Hacker News new | ask | show | jobs
by collyw 4181 days ago
Whats his problem with classes?

I find them a whole lot easier to reason about than prototype based inheritance. (But then I have more experience with class based languages).

4 comments

Classes are just functions for constructing certain kinds of objects using open recursion. There's nothing wrong with them per se, but their elevated status is confusing. It also might lead to trying to solve all complexity concerns using open recursion. I'm interested in clear analysis about how good or bad that idea is honestly. At this point I just find it (a) not personally necessary and (b) interesting.

As to the author's problem? I imagine it might have some deep seated cause related to the above, but that keeps getting translated to abstract disdain for the concept. Which is tragic.

I imagine it has something to do with the 'new' functional movement that is gaining mind-share outside of academia.
Well, even if you prefer classes, you've now got to reason about prototypes and classes, and possible mixtures of both.
ES6 classes are nothing more than syntactic sugar for the existing prototypical inheritance model.
Multiple equivalent syntaxes (syntaces?) still adds a cognitive load.
Classes adds complexity and reduces composability. With OO you end up with a soup of inheritence and patterns. Functions are way easier to compose and reason about.
>Classes adds complexity and reduces composability.

I could easily argue the opposite. Classes reduce complexity, and increase composability. Classes allow you to group methods in a cohesive manner into a single entity. For example, a class named Queue, List, or Vector would imply to the programmer what it does without them reading any code at all.

>With OO you end up with a soup of inheritence and patterns.

Just because programmers don't make clean code, doesn't mean the whole idea is somehow lesser then just using functions. Having a hodge-podge of 2000 line functions in one massive file is just as evil as "dirty" OOP code. At least classes encourage you to group your functions in some hopefully sane manner.

>Functions are way easier to compose and reason about.

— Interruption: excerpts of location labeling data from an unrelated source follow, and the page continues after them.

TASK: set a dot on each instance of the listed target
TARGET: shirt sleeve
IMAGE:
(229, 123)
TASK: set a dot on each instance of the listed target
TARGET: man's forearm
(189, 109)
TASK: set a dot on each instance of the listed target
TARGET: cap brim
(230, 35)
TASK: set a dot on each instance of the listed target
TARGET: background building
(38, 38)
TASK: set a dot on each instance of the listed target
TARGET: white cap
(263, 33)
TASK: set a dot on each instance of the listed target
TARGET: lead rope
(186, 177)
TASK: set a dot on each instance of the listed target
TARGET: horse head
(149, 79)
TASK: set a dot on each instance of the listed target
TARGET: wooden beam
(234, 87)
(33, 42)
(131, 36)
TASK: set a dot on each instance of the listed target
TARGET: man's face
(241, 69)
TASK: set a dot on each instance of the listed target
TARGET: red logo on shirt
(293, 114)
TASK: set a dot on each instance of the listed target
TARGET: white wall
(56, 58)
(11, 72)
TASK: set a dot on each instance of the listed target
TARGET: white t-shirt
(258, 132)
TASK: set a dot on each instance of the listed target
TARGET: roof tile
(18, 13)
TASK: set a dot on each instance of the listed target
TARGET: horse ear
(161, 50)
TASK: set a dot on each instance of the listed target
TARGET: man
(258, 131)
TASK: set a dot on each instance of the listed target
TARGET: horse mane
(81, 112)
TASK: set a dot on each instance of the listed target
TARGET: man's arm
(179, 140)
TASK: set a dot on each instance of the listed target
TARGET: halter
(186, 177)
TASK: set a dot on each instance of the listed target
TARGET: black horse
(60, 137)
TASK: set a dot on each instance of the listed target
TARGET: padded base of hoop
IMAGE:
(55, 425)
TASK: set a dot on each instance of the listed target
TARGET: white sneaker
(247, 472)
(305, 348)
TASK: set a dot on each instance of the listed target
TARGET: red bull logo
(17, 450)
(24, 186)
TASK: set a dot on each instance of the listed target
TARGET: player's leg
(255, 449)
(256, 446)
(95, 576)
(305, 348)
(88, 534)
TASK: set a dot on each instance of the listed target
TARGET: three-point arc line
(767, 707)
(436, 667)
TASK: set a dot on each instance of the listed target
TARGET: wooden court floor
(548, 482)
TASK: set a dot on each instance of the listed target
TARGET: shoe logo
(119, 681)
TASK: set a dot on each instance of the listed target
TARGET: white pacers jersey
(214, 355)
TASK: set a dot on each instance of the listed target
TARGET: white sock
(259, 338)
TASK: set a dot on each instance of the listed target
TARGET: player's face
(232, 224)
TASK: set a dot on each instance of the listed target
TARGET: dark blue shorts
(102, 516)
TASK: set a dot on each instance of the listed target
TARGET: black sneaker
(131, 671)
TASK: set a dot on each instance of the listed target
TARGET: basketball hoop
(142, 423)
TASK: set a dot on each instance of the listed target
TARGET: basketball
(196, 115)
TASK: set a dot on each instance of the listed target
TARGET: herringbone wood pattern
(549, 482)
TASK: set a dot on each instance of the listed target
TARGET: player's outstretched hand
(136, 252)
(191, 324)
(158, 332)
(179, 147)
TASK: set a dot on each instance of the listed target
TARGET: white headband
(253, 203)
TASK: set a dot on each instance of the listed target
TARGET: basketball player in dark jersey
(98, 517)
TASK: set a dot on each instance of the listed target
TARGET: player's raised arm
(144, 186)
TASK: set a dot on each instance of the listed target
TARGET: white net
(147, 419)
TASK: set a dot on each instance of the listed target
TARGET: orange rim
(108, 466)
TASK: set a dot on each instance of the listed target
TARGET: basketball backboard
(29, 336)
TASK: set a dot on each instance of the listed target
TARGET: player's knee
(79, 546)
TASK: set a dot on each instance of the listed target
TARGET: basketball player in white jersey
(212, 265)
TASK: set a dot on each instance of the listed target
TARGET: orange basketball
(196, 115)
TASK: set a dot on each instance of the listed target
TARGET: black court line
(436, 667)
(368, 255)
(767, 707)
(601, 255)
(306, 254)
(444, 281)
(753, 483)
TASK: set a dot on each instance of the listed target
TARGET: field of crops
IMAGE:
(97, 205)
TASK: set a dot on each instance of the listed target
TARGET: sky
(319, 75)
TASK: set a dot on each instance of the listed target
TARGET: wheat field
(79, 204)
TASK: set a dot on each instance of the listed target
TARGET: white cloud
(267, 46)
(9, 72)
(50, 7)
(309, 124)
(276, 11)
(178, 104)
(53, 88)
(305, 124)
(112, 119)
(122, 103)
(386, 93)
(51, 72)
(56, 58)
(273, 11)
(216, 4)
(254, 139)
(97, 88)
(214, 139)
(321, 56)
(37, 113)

Functions are easy to compose and reason about, however, that does not mean that classes and OOP are not as easy. Each have their own clear costs/benefits. OOP, and procedural programming, should both be in a programmers toolbox.f

(article author here) I very much agree with this point of view. The most important concern is a developer who thinks and writes clearly, irrespective of style or programming paradigm.

That said, I find FP easier to reason about and comprehend, but that is just one man's opinion. I also find it more fun.

The "bad bet" I was referring to was that you can make JS impersonate Java. That strikes me as a losing proposition. Sugaring up prototype inheritance to look like class-based inheritance just muddies the water.

They don't necessarily introduce complexity. Its a case of using thing s in the appropriate place. I use Python Django. Class based inheritance is useful, though it probably not overdone like it is in the Java world. I also use functions - I find these tend to be better for smaller units of computation and classes for overall organization.
You might be interested in trying Go's OO out, which privileges composition above inheritance. It's not often talked about on HN under the low-signal furor about generics, but it is a case of a small change that has a surprisingly profound effect on the language. I am becoming convinced that the current backlash against OO should really be against inheritance, not OO. Inheritance is a thing that is occasionally useful and often painful; composition is occasionally painful and often useful. The latter should be the syntactically-privileged default.
By Go's OO you mean the interface-driven mechanics? I think those are quite nice.
No, the composition aspects. Go privileges composition over inheritance syntactically, which has a surprisingly large affect on the whole. Interfaces end up extending it in other interesting ways, but that's a different aspect.

The whole is still an imperative language in the end, but I've found that while it may not encourage composition and separation of concerns as much as I'd like, it fights me less than some other imperative languages.